After incineration, there is a crust of almost weightless charcoalish residue in the burn barrel. (Similar to the charcoal produced when burning dried manure.) That is crushed and mixed with gravel on lesser used walkways. There is no concern about impacting local air quality - we are a few thousand people in many thousands of remote acres in East Africa where most people still believe in burning crop residue instead of composting. Our concern is for doing the right/best thing by the earth and minimizing our own carbon footprint. We do not burn food grade plastics; they have their uses. Most of the burnables are plasticized paper on the outside with a thin foil interior, such as juice carton and long-life milk cartons, and other commercial packaging combining paper and clear plastic. Even the juice/milk cartons have their uses, such as quilted into a thermal blanket barrier between ceiling and roof and as solar reflectors, but eventually we run out of places to use them.
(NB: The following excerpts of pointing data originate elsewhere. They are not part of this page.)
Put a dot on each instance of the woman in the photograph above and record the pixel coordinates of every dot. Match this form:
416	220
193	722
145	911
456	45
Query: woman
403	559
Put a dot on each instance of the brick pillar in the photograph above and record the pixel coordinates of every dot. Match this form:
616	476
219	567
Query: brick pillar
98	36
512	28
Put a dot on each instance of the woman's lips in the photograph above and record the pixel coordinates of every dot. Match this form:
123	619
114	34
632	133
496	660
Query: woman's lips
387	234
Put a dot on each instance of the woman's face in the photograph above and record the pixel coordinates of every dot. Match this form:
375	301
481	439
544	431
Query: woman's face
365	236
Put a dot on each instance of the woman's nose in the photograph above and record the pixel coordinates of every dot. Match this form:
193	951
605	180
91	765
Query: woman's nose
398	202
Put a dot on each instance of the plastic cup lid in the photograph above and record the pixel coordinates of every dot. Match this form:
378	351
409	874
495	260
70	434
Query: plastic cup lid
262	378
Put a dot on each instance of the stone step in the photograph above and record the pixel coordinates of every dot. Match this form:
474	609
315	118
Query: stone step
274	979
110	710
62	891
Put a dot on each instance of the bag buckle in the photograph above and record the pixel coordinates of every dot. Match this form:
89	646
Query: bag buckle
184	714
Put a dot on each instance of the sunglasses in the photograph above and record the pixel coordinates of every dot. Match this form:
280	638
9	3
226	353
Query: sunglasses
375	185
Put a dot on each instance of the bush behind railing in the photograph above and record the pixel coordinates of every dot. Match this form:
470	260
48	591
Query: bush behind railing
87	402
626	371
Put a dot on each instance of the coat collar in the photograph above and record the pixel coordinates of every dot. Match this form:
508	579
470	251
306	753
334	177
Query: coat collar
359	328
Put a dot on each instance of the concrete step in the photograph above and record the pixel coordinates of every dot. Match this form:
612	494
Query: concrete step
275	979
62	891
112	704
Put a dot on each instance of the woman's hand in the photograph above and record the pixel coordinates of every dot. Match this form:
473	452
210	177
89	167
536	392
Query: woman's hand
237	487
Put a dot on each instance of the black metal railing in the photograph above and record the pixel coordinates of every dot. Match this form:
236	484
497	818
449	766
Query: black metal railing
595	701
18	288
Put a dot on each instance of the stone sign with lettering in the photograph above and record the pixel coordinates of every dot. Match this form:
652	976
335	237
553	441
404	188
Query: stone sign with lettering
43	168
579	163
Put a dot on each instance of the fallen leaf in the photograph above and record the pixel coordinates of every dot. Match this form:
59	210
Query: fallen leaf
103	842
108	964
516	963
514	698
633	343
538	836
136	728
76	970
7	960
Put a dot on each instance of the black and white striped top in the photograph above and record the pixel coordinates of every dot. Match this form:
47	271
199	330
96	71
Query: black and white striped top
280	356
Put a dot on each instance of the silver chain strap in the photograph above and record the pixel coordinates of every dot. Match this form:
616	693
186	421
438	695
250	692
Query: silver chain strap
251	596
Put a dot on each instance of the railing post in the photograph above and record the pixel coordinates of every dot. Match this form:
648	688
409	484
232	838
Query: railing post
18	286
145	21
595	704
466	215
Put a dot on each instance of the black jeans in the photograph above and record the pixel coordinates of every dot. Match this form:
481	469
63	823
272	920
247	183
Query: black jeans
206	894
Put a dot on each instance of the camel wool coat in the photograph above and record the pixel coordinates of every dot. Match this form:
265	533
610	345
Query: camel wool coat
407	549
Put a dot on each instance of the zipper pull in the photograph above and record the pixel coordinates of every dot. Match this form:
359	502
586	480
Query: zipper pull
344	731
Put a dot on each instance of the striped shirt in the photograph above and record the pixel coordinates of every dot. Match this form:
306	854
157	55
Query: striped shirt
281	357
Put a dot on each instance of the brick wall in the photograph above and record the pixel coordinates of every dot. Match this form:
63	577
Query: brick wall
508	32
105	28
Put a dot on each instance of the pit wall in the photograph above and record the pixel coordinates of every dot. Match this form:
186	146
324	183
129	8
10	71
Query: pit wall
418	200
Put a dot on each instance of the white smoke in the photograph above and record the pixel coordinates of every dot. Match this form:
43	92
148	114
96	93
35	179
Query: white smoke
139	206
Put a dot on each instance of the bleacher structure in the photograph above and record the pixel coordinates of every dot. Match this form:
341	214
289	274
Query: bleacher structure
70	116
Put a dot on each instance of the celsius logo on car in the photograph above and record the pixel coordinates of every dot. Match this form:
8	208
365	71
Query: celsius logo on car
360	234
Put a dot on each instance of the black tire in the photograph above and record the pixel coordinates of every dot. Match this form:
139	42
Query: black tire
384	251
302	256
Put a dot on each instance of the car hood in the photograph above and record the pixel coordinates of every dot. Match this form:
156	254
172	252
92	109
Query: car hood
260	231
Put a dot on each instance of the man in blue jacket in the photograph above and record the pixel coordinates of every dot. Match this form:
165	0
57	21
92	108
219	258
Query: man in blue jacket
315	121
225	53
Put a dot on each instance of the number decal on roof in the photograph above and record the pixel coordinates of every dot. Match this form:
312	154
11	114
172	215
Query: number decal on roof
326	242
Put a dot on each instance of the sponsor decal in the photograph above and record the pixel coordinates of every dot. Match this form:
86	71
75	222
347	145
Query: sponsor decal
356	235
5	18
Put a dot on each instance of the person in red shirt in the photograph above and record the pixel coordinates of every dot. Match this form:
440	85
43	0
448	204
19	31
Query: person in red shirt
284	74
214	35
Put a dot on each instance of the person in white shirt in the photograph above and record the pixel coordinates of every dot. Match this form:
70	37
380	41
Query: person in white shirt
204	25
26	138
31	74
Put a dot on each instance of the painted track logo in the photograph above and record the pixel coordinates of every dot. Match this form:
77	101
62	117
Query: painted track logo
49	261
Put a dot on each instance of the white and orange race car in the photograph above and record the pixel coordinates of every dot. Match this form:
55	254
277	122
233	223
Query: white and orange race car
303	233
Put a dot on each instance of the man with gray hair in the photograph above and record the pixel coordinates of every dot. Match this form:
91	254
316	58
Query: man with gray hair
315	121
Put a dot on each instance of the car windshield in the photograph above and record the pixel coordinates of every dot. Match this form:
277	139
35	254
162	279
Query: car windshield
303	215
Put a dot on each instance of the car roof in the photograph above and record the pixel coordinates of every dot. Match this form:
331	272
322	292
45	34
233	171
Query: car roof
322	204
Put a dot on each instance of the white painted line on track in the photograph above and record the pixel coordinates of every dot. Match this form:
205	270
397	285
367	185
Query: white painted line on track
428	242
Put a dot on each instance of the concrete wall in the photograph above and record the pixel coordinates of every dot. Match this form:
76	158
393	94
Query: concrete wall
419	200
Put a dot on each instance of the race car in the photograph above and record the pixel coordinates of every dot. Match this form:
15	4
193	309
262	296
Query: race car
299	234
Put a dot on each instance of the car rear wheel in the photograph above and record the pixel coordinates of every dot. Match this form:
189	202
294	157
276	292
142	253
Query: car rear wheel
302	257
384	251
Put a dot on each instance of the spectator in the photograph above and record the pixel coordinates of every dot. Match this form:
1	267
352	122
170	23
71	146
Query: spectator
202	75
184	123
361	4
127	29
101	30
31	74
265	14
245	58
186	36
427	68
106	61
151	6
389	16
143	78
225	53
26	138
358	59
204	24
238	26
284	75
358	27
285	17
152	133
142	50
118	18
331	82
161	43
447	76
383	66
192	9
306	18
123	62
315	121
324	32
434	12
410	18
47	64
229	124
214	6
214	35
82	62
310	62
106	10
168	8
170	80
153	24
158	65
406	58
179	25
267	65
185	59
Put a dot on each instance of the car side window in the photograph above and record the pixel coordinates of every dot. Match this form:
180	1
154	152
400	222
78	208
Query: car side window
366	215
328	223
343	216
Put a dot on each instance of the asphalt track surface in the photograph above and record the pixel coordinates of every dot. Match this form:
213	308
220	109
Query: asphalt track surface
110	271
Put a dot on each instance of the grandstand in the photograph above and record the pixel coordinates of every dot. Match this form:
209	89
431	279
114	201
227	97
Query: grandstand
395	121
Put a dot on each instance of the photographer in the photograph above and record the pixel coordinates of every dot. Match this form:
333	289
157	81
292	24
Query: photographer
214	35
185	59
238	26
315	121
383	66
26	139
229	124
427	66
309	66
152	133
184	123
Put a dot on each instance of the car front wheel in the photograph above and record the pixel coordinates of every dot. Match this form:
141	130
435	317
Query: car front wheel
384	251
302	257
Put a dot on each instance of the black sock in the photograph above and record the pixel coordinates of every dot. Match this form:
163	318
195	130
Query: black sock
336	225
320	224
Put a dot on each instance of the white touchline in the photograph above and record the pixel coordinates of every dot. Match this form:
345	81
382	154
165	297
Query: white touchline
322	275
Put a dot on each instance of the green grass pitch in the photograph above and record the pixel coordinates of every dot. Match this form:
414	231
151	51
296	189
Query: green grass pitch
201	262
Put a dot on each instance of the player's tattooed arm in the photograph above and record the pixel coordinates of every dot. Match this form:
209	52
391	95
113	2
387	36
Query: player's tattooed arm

I am wondering if would be better to bale and bury them? Biodegrading is very very slow and baling would make it even slower but keep them in one small area.
12 years ago
We recycle or compost. Of necessity (lack of resources) we waste nothing. Example, even metal caps from soda/beer bottles are hoarded, reamed for use as washers or reinforcement when driving nails. Plastic bottles are heated and melted to the below-ground portion of posts or stored in ingot form to be later cut as shims or spacers. But still there is some waste generated, such as cellophane and pasticized paper that will not compost. The options seem to be burn or bury. We incinerate, a burn barrel (bottom air feed, stovepipe chimney) with the chimney feeding into a secondary air intake on a wood-fed rocket stove in an attempt to burn (harvest) the smoke and minimize release of toxics into the atmosphere. The heat is not wasted and applied to various functions. Question: Can you suggest alternatives?